Das Verschieben von Grenzen durch die naturwissenschaftliche Forschung machte die Innsbrucker Physikerin Sabine Schindler an den Begriffen "Gravitationswellen, dunkle Energie und schwarze Löcher" deutlich. Der 2015 erfolgte Nachweis von Gravitationswellen, auf deren Existenz Albert Einstein (1879-1955) bereits 1916 hingewiesen hatte, sei ein solcher Durchbruch gewesen. Damit werde der Astronomie ein neues Fenster eröffnet. Auch die Debatte über eine "Theory of Everything", also die Zusammenfassung aller beobachtbaren Phänomene, wurde dadurch neu angeregt.

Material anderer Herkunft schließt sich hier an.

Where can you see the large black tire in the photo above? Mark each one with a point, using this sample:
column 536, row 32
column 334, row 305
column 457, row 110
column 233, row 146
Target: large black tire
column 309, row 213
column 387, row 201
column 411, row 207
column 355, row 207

Die weitere Forschung stoße aber auch an technologische Grenzen, die immer schwieriger auszuweiten seien - wie die Größe von Teilchenbeschleunigern, die Komplexität von Satelliten, die Spiegeldurchmesser von Teleskopen, die Leistung von Supercomputern oder die Empfindlichkeit von Detektoren.